Now, I happen to be driven more by the fear of the profit motive. But I can understand the fear of the social engineers. If I were like those on the other side and I didn't trust those social engineers or their motives, I might conclude that it would be better to throw my fate on the mercy of "cold hard numbers" generated by accountants rather than the "well meaning" intentions of those who sit on government run health care panels. If my care is denied under the former method, I wouldn't have to feel that I was invalidated because some part of society judged me as being less than worthy (and if I happened to have certain prejudices against those who might make those decisions ... well ... that certainly wouldn't make me any more comfortable with the results.)

This, I think, is the primary fear that is being used to drive the screamers: that the FGBs, the social engineers, the do-gooders will sit in judgment of my self-worth. And how dare THEY sit in judgment of ME?

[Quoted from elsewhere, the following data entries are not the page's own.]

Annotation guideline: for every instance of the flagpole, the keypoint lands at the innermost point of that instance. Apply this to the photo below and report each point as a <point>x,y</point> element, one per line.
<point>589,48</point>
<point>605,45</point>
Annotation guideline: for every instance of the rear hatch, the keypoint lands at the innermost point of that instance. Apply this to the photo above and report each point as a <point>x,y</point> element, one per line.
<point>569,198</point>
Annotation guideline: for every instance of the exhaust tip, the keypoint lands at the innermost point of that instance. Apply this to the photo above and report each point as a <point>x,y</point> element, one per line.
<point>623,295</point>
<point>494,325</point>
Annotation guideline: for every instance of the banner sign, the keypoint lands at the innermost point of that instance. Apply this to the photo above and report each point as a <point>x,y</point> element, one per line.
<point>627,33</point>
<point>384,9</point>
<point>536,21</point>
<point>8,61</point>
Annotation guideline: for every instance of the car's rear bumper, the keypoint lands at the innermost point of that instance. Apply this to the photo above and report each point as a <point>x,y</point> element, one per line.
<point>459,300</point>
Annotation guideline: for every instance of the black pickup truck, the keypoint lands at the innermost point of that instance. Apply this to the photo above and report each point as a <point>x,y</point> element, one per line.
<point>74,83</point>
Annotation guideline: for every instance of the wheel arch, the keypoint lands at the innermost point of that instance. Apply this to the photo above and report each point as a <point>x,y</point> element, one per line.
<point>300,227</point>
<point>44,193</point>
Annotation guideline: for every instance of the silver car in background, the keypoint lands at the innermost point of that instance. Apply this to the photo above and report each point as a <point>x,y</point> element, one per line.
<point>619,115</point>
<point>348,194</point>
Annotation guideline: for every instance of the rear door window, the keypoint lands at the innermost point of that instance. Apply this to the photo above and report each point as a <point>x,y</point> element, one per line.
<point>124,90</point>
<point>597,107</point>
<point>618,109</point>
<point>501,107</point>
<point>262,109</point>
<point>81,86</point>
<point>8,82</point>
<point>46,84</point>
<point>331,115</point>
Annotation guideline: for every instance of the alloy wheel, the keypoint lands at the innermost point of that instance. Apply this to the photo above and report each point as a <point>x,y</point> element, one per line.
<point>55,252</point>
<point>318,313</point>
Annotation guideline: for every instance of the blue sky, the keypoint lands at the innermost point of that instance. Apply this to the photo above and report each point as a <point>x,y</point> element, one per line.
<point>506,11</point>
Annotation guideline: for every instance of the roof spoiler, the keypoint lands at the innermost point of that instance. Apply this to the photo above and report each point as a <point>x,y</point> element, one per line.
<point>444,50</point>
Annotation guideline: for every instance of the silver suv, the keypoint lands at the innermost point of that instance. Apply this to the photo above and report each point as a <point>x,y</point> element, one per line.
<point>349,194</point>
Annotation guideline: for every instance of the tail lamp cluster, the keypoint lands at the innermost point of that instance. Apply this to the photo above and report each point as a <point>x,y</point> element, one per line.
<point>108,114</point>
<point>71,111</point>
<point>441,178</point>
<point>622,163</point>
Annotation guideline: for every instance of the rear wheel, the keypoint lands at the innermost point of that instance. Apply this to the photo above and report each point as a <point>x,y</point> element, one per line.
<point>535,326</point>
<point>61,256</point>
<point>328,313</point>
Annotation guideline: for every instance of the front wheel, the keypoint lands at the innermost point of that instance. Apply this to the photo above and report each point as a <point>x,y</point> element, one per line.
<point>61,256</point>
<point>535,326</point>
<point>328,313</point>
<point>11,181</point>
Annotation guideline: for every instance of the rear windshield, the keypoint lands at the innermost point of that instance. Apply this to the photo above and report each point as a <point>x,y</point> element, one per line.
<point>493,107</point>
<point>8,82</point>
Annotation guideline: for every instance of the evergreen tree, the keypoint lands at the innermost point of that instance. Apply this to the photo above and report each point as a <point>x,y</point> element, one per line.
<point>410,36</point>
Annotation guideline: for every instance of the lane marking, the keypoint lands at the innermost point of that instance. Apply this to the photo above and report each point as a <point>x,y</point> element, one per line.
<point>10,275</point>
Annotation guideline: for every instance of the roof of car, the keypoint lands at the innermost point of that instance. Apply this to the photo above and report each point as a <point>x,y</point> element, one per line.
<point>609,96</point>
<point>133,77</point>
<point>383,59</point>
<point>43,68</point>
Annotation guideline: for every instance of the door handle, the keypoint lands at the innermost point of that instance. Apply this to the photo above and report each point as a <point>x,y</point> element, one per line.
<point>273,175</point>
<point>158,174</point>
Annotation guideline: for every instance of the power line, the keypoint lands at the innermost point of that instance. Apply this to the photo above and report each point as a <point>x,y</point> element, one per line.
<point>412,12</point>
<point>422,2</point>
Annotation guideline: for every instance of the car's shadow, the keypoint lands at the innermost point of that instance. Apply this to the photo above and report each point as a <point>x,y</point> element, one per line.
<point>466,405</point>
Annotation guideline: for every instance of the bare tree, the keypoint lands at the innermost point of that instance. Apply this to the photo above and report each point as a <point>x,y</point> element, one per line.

I doubt you will ever be able to find a strong common ground between these two sides. But those who advocate for public health care might do a better job of easing the fears of the other side if they were to at least acknowledge the legitimacy of these fears. And yes, I do think they are legitimate, even if they aren't always well founded. While I would still rather trust in the judgment of people who are not entirely driven by the profit motive(*), I acknowledge that the fear of poor judgments by social engineers is not, inherently, an irrational fear.

(* - For one thing, I don't buy into the belief that the "cold hard calculations" of the profit motive are entirely devoid of the kind of personal value judgments that the screamers fear would come from government bureaucrats. But then I'm not free market ideologue.)